Vorgezogene Neuwahlen in Italien so gut wie sicher

Sozialdemokratische PD heillos zerstritten

von Gerhard Feldbauer, 3. Februar 2017


Die römische La Repubblica hält Parlamentsneuwahlen vor Ablauf der Legislaturperiode im Frühjahr 2018 noch im Juni dieses Jahres für so gut wie sicher. Dafür haben sich das Sekretariat des regierenden sozialdemokratischen Partito Democratico (PD) und die Protestbewegung Fünf Sterne (M5S) ausgesprochen. "In Bewegung" gebracht hat diesen Prozess, wie das regierungsnahe Blatt schreibt, das Urteil des Obersten Verfassungsgerichts zum Wahlgesetz Italicum. Es bestätigte das Gesetz in Teilen, darunter den Mehrheitsbonus, der der Partei, die 40 Prozent der Stimmen erreicht, 340 der 630 Sitze in der Abgeordnetenkammer gewährt. Abgelehnt wurde ein Ballotagio (zweiter Wahlgang). Das Italicum muss nun auf den weiter bestehenden Senat zugeschnitten werden, für den bisher der Siegerbonus nicht gilt.

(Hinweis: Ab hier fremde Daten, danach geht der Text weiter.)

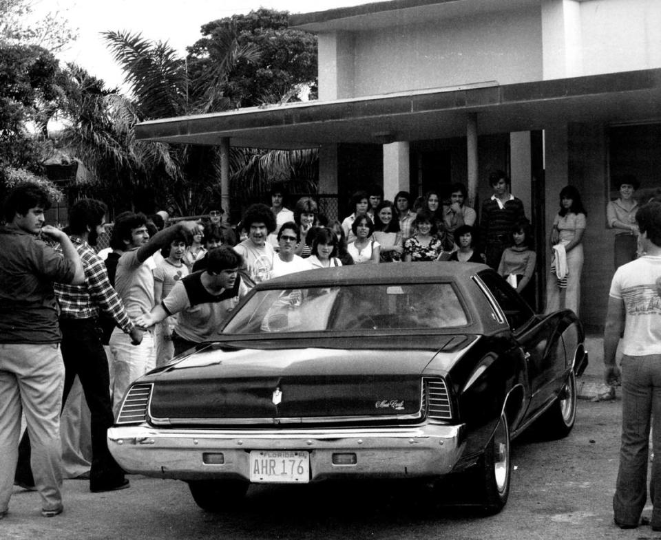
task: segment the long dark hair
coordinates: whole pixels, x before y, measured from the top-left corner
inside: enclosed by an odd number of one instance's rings
[[[381,218],[379,217],[379,213],[384,208],[390,208],[392,213],[392,219],[388,225],[384,225]],[[399,233],[399,213],[395,207],[395,204],[391,201],[383,201],[377,206],[374,213],[374,230],[380,230],[383,233]]]
[[[563,198],[571,199],[571,206],[569,208],[563,207]],[[569,212],[573,212],[574,214],[583,214],[586,217],[587,217],[587,212],[583,206],[583,203],[580,201],[580,194],[574,186],[565,186],[560,191],[560,211],[558,213],[564,217]]]

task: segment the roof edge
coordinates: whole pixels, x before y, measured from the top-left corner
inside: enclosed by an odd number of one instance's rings
[[[311,24],[320,24],[341,19],[371,15],[388,11],[397,11],[411,8],[419,8],[423,6],[450,3],[461,0],[385,0],[382,2],[373,2],[360,6],[352,6],[346,8],[335,8],[326,11],[315,11],[311,13],[296,13],[289,16],[289,25],[304,26]]]

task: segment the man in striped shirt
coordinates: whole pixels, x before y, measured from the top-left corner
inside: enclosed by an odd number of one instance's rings
[[[494,194],[482,204],[480,241],[487,264],[498,270],[503,252],[512,245],[512,229],[525,219],[525,213],[521,199],[510,193],[510,178],[503,171],[489,175],[489,184]]]
[[[70,237],[83,261],[85,283],[72,285],[55,283],[55,296],[60,305],[62,356],[65,365],[64,394],[67,396],[77,375],[92,416],[92,462],[90,488],[93,492],[129,487],[124,471],[108,451],[106,431],[112,425],[108,360],[101,343],[98,316],[110,316],[117,326],[131,336],[135,344],[142,332],[129,318],[121,299],[110,285],[105,264],[90,246],[96,244],[105,219],[107,207],[101,201],[83,199],[69,213]],[[16,483],[24,487],[32,483],[30,471],[29,441],[21,442]]]

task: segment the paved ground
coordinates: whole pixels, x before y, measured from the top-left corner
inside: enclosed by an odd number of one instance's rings
[[[598,382],[600,341],[587,345],[584,380]],[[612,522],[620,405],[619,394],[615,401],[581,400],[567,438],[518,440],[510,501],[491,517],[441,506],[430,490],[397,483],[253,486],[242,508],[218,516],[198,508],[182,482],[131,476],[130,489],[105,494],[90,493],[85,482],[65,481],[65,512],[52,519],[39,515],[36,493],[15,488],[0,539],[661,540],[649,526],[622,531]]]

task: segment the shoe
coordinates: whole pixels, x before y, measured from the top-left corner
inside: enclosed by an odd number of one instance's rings
[[[101,493],[103,491],[118,491],[120,489],[126,489],[131,487],[131,483],[128,478],[125,478],[119,484],[108,486],[90,486],[90,490],[92,493]]]
[[[36,491],[36,488],[34,484],[28,484],[23,480],[14,480],[14,485],[23,488],[25,491]]]
[[[64,510],[64,508],[61,506],[60,506],[59,508],[56,508],[55,510],[42,510],[41,515],[43,515],[44,517],[55,517],[55,516],[59,516],[60,514],[61,514],[63,510]]]
[[[613,519],[615,524],[617,525],[620,529],[635,529],[638,528],[640,525],[640,522],[637,523],[620,523],[617,519]]]

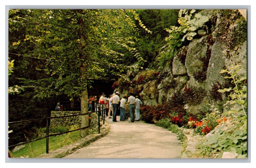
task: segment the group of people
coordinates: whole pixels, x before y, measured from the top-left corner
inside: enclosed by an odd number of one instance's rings
[[[117,122],[116,116],[118,115],[120,111],[120,121],[125,121],[128,120],[129,115],[130,115],[129,122],[133,122],[134,121],[140,121],[140,109],[142,102],[139,99],[138,96],[133,97],[133,94],[131,93],[128,97],[127,94],[124,94],[123,98],[121,99],[119,92],[116,91],[112,95],[109,95],[108,97],[102,93],[99,100],[98,102],[101,106],[101,109],[103,108],[106,109],[106,116],[109,118],[111,118],[111,113],[113,114],[112,121]],[[90,96],[88,99],[88,110],[91,111],[97,109],[97,106],[94,107],[93,102],[98,101],[97,96]],[[94,108],[95,109],[94,109]],[[99,109],[98,107],[98,109]],[[108,113],[107,115],[107,113]]]

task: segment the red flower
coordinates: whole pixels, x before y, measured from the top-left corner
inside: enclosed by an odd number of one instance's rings
[[[211,130],[212,129],[211,129],[211,127],[207,127],[205,126],[204,128],[203,128],[203,129],[202,129],[202,130],[201,132],[202,133],[204,133],[204,135],[206,135],[210,132]]]

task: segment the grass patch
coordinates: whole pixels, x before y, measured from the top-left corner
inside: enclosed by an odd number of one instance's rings
[[[62,147],[61,143],[66,139],[65,135],[58,136],[52,136],[49,137],[49,150],[53,150]],[[29,147],[29,144],[32,150],[32,152]],[[36,141],[25,144],[25,147],[17,152],[11,152],[13,157],[37,157],[42,153],[46,152],[46,140],[40,139]],[[33,153],[33,154],[32,154]]]
[[[78,128],[78,126],[74,125],[68,127],[52,128],[51,130],[52,132],[57,133],[74,130]],[[55,130],[56,131],[54,131],[54,130]],[[41,129],[39,131],[44,132],[44,128]],[[91,127],[89,129],[89,135],[97,133],[98,131],[98,128],[96,126]],[[49,137],[49,151],[60,148],[81,139],[82,138],[80,135],[81,133],[79,130],[69,132],[58,136]],[[25,148],[18,151],[14,152],[11,152],[12,157],[26,157],[28,156],[29,158],[37,157],[41,154],[45,153],[46,152],[46,140],[45,138],[25,144]]]

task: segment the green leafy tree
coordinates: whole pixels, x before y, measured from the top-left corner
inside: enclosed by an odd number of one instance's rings
[[[122,60],[125,54],[134,62],[144,61],[133,44],[140,31],[150,31],[131,23],[143,24],[132,10],[11,10],[9,17],[9,46],[13,51],[9,54],[31,58],[28,63],[42,75],[20,79],[33,91],[34,98],[62,93],[71,100],[78,97],[85,113],[91,79],[120,75],[132,68]],[[127,30],[130,33],[124,34]],[[81,120],[82,127],[88,125],[88,115]],[[88,135],[88,129],[81,133]]]

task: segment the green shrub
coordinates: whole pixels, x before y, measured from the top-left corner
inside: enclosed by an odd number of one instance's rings
[[[213,150],[209,145],[200,143],[197,145],[196,147],[199,149],[199,156],[207,158],[211,158],[213,154]]]
[[[205,145],[210,145],[214,152],[233,152],[237,158],[247,157],[247,127],[246,117],[233,118],[213,130]]]
[[[79,128],[79,126],[74,125],[70,127],[69,131],[74,130]],[[65,140],[61,143],[61,146],[63,147],[80,139],[82,138],[81,135],[80,130],[68,133],[65,135]]]
[[[170,119],[165,118],[159,120],[156,124],[156,125],[165,128],[167,128],[170,126]]]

Die Streichung des Mehrheitsbonus hatten die Gegner Renzis in der PD während der Kampagne zum Referendum über die Abschaffung des Senats als Parlamentskammer gefordert. Als er ablehnte stimmten sie mit "no" und trugen entscheidend zu seiner Niederlage bei, nach der er zurücktrat. Das Urteil ist ein nachträglicher Sieg für Renzi, den er als PD-Chef umgehend zur Rückkehr auf die politische Bühne nutzte. Auf einer Generalversammlung von Funktionären der PD aller Ebenen am vergangenen Wochenende in Rimini zeigte er sich - ausgehend vom Wahlergebnis von 40,8 Prozent für den PD bei den EU-Wahlen 2014 - überzeugt, die Partei zu einem solchen Ergebnis auch bei Parlamentswahlen, noch im Juni dieses Jahres, zu führen. Sollte das nicht gelingen, werde der PD laut Wählerumfragen des Meinungsforschungsinstituts Demopolis, mit wenigstens 30 Prozent dennoch den ersten Platz erreichen. Der kleinbürgerlichen rechtslastigen Protestbewegung M5S werden etwa 29 Prozent zugetraut.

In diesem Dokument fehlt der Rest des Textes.